I’d actually told Hugh Malik was being an idiotic, irritating vamp, but hey. And Hugh had a point. Despite my ‘blackmailing’ text, Malik might still go all Lone Ranger on me, but he wouldn’t ignore an official request from the police. And this was about the victims. I nodded. ‘Sure. Whatever works.’

‘Good.’ Hugh said, giving my shoulder a satisfied pat. ‘This is why I wanted you here, Genny. I hoped that with a closer look, your sensitive nose might pick up a recognisable scent. Which it seems it has. Admittedly, it was a bit of a long shot, but with three victims’ lives at risk . . .’ His mouth split in a smile, pink granite teeth gleaming. ‘No stone unturned is always a good motto.’

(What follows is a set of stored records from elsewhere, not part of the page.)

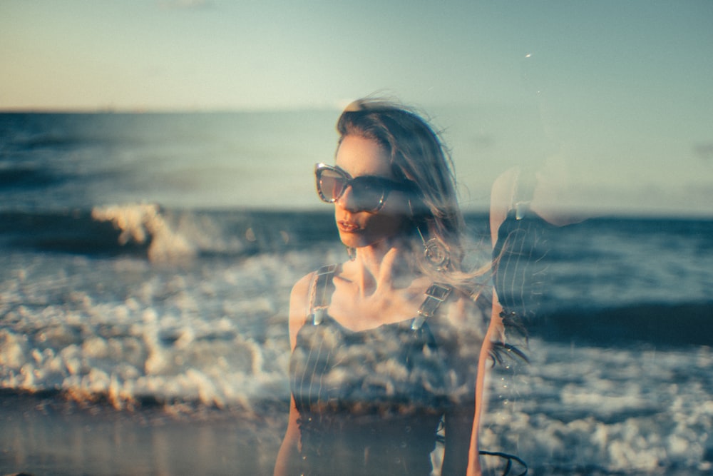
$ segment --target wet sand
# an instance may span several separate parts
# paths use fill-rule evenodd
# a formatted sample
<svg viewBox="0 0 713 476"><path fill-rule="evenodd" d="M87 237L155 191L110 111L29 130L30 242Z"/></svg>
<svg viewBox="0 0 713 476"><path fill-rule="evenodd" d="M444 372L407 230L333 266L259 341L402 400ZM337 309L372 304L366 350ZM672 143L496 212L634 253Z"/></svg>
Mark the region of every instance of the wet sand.
<svg viewBox="0 0 713 476"><path fill-rule="evenodd" d="M271 475L282 420L118 411L3 393L0 475Z"/></svg>

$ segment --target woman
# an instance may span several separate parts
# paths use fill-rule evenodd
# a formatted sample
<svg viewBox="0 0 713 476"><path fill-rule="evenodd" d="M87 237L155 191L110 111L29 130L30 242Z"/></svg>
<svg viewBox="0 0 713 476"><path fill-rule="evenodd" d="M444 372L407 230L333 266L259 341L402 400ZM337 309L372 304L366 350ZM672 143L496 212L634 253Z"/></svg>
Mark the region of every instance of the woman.
<svg viewBox="0 0 713 476"><path fill-rule="evenodd" d="M426 121L388 103L353 103L337 131L336 164L315 173L350 259L292 289L292 398L275 474L477 474L468 450L488 305L484 273L461 268L448 154Z"/></svg>

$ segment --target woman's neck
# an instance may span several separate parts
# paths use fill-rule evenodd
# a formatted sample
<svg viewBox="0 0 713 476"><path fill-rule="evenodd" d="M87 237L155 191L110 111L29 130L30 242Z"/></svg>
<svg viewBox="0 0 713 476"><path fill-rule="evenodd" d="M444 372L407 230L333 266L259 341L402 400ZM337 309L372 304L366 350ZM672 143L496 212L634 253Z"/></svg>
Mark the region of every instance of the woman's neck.
<svg viewBox="0 0 713 476"><path fill-rule="evenodd" d="M402 240L384 240L357 248L344 270L362 296L407 287L416 277Z"/></svg>

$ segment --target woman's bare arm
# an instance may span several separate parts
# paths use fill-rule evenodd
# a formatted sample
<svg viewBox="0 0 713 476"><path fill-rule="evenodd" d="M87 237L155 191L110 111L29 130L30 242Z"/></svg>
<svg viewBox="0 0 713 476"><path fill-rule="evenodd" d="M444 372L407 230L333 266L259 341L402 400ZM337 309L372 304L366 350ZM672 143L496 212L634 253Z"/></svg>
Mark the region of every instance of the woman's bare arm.
<svg viewBox="0 0 713 476"><path fill-rule="evenodd" d="M297 333L307 318L309 303L309 285L314 277L314 273L309 274L292 287L289 295L289 349L294 350L297 343ZM275 465L275 476L287 476L294 474L294 468L299 464L299 425L297 420L299 413L294 405L294 398L289 399L289 416L287 421L287 430L282 439L282 444L277 453L277 459Z"/></svg>

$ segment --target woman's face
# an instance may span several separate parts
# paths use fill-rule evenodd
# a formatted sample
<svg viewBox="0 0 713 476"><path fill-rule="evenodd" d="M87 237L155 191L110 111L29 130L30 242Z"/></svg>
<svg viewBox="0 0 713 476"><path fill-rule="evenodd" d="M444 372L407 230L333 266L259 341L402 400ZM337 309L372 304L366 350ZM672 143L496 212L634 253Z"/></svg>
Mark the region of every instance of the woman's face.
<svg viewBox="0 0 713 476"><path fill-rule="evenodd" d="M389 164L389 156L374 141L347 136L337 151L337 165L352 177L372 176L396 180ZM342 242L350 248L369 246L402 233L408 222L408 198L391 191L376 212L359 210L352 187L334 202L334 218Z"/></svg>

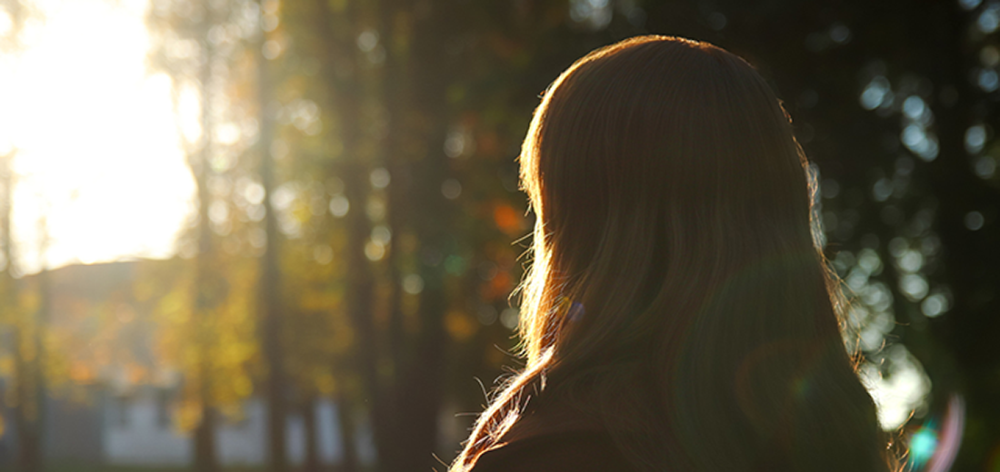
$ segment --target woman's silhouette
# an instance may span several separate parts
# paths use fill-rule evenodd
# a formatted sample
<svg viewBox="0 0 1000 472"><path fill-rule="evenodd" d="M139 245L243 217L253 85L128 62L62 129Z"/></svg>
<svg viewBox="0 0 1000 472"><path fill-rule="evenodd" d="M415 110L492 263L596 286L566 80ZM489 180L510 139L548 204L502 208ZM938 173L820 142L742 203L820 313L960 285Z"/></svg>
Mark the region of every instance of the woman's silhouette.
<svg viewBox="0 0 1000 472"><path fill-rule="evenodd" d="M812 236L806 160L757 72L644 36L552 84L520 156L527 365L453 471L886 471Z"/></svg>

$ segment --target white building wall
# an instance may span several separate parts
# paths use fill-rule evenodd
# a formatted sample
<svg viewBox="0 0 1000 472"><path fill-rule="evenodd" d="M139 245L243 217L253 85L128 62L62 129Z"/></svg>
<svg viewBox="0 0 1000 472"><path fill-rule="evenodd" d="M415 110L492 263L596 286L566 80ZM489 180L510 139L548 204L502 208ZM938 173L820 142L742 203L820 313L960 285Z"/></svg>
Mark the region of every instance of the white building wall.
<svg viewBox="0 0 1000 472"><path fill-rule="evenodd" d="M116 403L117 402L117 403ZM109 400L104 408L104 457L113 465L185 466L193 458L193 443L189 433L164 425L160 405L152 395L136 395L127 402ZM266 409L263 401L252 398L244 405L245 417L240 422L221 420L216 429L216 454L227 466L263 465L267 460ZM316 441L321 463L337 464L344 456L339 411L330 399L316 402ZM300 414L288 416L285 446L292 464L305 461L305 424ZM368 428L357 434L359 458L374 460L374 447Z"/></svg>
<svg viewBox="0 0 1000 472"><path fill-rule="evenodd" d="M104 408L104 457L121 465L187 465L191 441L159 421L156 399L139 396L125 403L111 399Z"/></svg>

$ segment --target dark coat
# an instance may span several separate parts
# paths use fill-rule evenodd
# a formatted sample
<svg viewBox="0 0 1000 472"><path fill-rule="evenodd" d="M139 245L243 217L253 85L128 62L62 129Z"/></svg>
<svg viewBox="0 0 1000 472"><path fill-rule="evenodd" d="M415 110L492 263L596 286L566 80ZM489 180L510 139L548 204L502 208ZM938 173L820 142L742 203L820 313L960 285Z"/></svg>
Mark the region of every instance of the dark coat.
<svg viewBox="0 0 1000 472"><path fill-rule="evenodd" d="M605 432L566 431L501 444L470 472L633 472Z"/></svg>

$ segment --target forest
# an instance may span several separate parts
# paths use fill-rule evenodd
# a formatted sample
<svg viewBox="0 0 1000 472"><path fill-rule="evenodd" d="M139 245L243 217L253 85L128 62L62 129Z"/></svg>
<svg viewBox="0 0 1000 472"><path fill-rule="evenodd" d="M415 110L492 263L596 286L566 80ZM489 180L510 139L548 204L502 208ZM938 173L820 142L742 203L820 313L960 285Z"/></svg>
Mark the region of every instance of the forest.
<svg viewBox="0 0 1000 472"><path fill-rule="evenodd" d="M28 50L44 3L0 0L0 55ZM494 380L523 365L515 288L534 217L516 158L540 94L597 47L664 34L739 54L782 100L812 163L817 242L850 301L845 345L909 467L924 470L951 422L952 470L1000 470L1000 2L150 0L143 12L189 215L163 256L103 271L29 261L50 244L47 221L17 236L27 151L0 139L0 469L64 470L50 398L101 404L145 385L167 392L164 421L190 438L189 463L170 470L231 470L215 431L251 398L265 425L254 470L446 470ZM115 264L127 270L111 286ZM338 411L336 460L317 446L323 401Z"/></svg>

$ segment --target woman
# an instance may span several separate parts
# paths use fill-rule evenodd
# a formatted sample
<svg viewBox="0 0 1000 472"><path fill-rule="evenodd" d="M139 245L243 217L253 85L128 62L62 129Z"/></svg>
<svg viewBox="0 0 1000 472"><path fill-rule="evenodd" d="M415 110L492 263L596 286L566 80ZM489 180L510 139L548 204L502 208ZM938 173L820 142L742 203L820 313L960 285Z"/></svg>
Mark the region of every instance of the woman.
<svg viewBox="0 0 1000 472"><path fill-rule="evenodd" d="M453 471L890 469L811 233L806 160L754 69L644 36L545 93L527 366Z"/></svg>

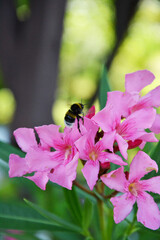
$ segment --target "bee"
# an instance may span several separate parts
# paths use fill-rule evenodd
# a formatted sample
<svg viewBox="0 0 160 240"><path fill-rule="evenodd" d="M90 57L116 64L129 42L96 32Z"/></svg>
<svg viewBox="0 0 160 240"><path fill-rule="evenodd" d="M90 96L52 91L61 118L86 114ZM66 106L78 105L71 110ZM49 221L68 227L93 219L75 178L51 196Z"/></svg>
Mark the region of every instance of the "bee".
<svg viewBox="0 0 160 240"><path fill-rule="evenodd" d="M66 127L71 128L77 118L77 128L81 133L79 120L82 119L84 123L84 118L80 116L80 114L83 114L83 108L84 105L82 103L74 103L71 105L70 109L66 112L64 117L64 124Z"/></svg>

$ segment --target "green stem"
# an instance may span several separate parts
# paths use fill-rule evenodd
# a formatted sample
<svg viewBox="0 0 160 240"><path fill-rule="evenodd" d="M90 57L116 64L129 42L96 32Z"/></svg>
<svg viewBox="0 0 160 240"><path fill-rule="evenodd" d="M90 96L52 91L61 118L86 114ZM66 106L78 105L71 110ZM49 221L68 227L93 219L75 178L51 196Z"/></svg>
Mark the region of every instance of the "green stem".
<svg viewBox="0 0 160 240"><path fill-rule="evenodd" d="M128 236L132 233L132 229L134 227L134 224L136 222L136 219L137 219L137 215L135 213L134 215L134 218L133 218L133 221L130 223L129 227L127 228L126 232L125 232L125 235L124 235L124 238L123 240L127 240L128 239Z"/></svg>
<svg viewBox="0 0 160 240"><path fill-rule="evenodd" d="M106 240L104 206L103 206L103 201L101 199L98 199L98 212L99 212L99 221L100 221L100 230L101 230L102 240Z"/></svg>

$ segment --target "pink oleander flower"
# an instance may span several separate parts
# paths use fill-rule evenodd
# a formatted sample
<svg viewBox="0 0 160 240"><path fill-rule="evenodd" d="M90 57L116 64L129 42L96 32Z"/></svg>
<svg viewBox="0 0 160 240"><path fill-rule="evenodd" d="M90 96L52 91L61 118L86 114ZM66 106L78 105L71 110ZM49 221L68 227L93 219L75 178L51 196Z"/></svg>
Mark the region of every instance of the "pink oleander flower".
<svg viewBox="0 0 160 240"><path fill-rule="evenodd" d="M146 153L139 151L130 165L128 180L124 168L101 176L101 180L111 189L122 192L123 195L111 198L114 206L114 220L123 221L137 202L137 220L145 227L156 230L160 227L160 211L154 199L146 191L160 194L160 176L140 180L152 170L158 171L158 166Z"/></svg>
<svg viewBox="0 0 160 240"><path fill-rule="evenodd" d="M127 117L140 109L157 108L160 106L160 86L141 96L141 90L151 84L155 76L148 70L140 70L125 75L125 92L112 92L108 96L108 102L118 94L118 103L121 106L123 117ZM116 100L116 99L115 99ZM160 133L160 114L156 114L155 120L150 127L154 133Z"/></svg>
<svg viewBox="0 0 160 240"><path fill-rule="evenodd" d="M121 100L121 92L109 92L106 106L95 114L92 120L104 131L104 135L110 136L112 144L110 150L113 151L113 144L116 141L122 156L127 159L128 141L158 141L152 132L145 131L152 126L156 110L153 108L140 109L124 119Z"/></svg>
<svg viewBox="0 0 160 240"><path fill-rule="evenodd" d="M11 154L9 159L9 176L25 176L45 190L48 180L68 189L76 178L79 153L74 142L81 136L77 128L59 132L54 124L35 128L40 143L37 143L33 129L19 128L14 136L19 147L26 152L25 158ZM51 151L54 149L55 151Z"/></svg>
<svg viewBox="0 0 160 240"><path fill-rule="evenodd" d="M95 137L95 132L90 130L75 142L80 159L86 161L82 173L91 190L98 180L100 163L105 164L112 162L118 165L127 165L118 155L104 151L112 147L110 138L107 135L97 143L95 143Z"/></svg>

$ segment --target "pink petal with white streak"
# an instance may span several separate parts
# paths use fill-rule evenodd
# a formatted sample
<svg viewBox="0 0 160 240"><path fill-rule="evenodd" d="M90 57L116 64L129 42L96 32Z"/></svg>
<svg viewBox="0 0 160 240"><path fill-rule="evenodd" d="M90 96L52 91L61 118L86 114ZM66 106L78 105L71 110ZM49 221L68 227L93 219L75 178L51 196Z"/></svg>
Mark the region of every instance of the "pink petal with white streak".
<svg viewBox="0 0 160 240"><path fill-rule="evenodd" d="M155 137L154 133L145 133L141 137L139 137L140 140L145 141L145 142L158 142L158 139Z"/></svg>
<svg viewBox="0 0 160 240"><path fill-rule="evenodd" d="M151 105L150 107L159 107L160 106L160 86L154 88L149 93L147 93L144 98L150 98Z"/></svg>
<svg viewBox="0 0 160 240"><path fill-rule="evenodd" d="M54 147L54 141L60 139L59 128L60 126L54 124L35 127L42 147Z"/></svg>
<svg viewBox="0 0 160 240"><path fill-rule="evenodd" d="M9 177L22 177L29 173L29 167L25 158L21 158L16 154L9 156Z"/></svg>
<svg viewBox="0 0 160 240"><path fill-rule="evenodd" d="M107 104L101 111L93 116L92 120L95 121L104 132L114 131L117 124L121 121L119 108L116 108L116 106L111 103Z"/></svg>
<svg viewBox="0 0 160 240"><path fill-rule="evenodd" d="M129 181L139 180L153 170L158 171L157 163L145 152L139 151L131 162Z"/></svg>
<svg viewBox="0 0 160 240"><path fill-rule="evenodd" d="M116 134L115 139L118 143L118 147L119 147L119 150L120 150L122 156L125 159L127 159L128 158L128 154L127 154L128 143L119 134Z"/></svg>
<svg viewBox="0 0 160 240"><path fill-rule="evenodd" d="M122 160L122 158L115 153L101 152L101 153L99 153L98 160L101 163L112 162L112 163L120 165L120 166L127 165L127 163L124 162Z"/></svg>
<svg viewBox="0 0 160 240"><path fill-rule="evenodd" d="M140 92L145 86L151 84L154 79L155 76L148 70L140 70L137 72L126 74L126 92Z"/></svg>
<svg viewBox="0 0 160 240"><path fill-rule="evenodd" d="M29 168L34 171L46 171L55 168L60 164L56 158L57 152L48 152L41 149L31 149L26 154L26 162Z"/></svg>
<svg viewBox="0 0 160 240"><path fill-rule="evenodd" d="M50 181L71 190L72 183L76 179L78 157L79 157L79 154L77 153L71 162L69 162L68 164L62 164L57 168L55 168L53 173L49 173L48 176Z"/></svg>
<svg viewBox="0 0 160 240"><path fill-rule="evenodd" d="M101 180L111 189L118 192L125 192L127 180L124 174L124 168L118 168L110 173L101 176Z"/></svg>
<svg viewBox="0 0 160 240"><path fill-rule="evenodd" d="M109 149L113 152L113 143L115 140L116 131L104 133L103 138L99 141L102 144L103 149Z"/></svg>
<svg viewBox="0 0 160 240"><path fill-rule="evenodd" d="M150 130L152 132L154 132L155 134L159 134L160 133L160 114L156 114L156 118L153 122L152 127L150 128Z"/></svg>
<svg viewBox="0 0 160 240"><path fill-rule="evenodd" d="M87 161L82 169L82 173L87 181L89 188L93 190L93 187L98 180L99 161Z"/></svg>
<svg viewBox="0 0 160 240"><path fill-rule="evenodd" d="M87 114L85 115L86 118L92 118L95 115L96 109L95 106L93 105L87 112Z"/></svg>
<svg viewBox="0 0 160 240"><path fill-rule="evenodd" d="M110 199L114 206L114 221L119 223L123 221L132 211L136 198L127 193Z"/></svg>
<svg viewBox="0 0 160 240"><path fill-rule="evenodd" d="M160 194L160 176L141 180L140 183L142 184L144 191Z"/></svg>
<svg viewBox="0 0 160 240"><path fill-rule="evenodd" d="M30 148L37 146L34 130L32 128L18 128L14 131L16 142L22 151L27 152Z"/></svg>
<svg viewBox="0 0 160 240"><path fill-rule="evenodd" d="M156 230L160 227L160 211L153 198L146 192L137 198L137 221L145 227Z"/></svg>

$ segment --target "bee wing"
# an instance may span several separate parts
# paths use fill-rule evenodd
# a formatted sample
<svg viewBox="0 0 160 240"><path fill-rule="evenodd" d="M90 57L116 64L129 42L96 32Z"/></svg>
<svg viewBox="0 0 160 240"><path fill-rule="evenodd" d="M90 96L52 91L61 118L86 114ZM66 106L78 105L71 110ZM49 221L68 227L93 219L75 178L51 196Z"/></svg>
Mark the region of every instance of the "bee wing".
<svg viewBox="0 0 160 240"><path fill-rule="evenodd" d="M85 115L87 118L92 118L95 115L95 106L93 105Z"/></svg>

‘Ha ha, Hugh.’ I rolled my eyes at him. ‘But glad I could help, even if it’s not much. Though my “sensitive nose” disappeared yesterday. I’m not sure why it picked up the blood smell so strongly.’

‘Smells associated with traumatic and/or important events often bring strong memories or flashbacks. Which seems to be the case here, albeit second-hand.’ Anxious red dust puffed from Hugh’s headridge. ‘But there’s something else that worries me in all this. These tarot cards. For a question dealing with the fae, they seem very focused on getting you involved with the vampires. Are you sure the cards haven’t been tampered with?’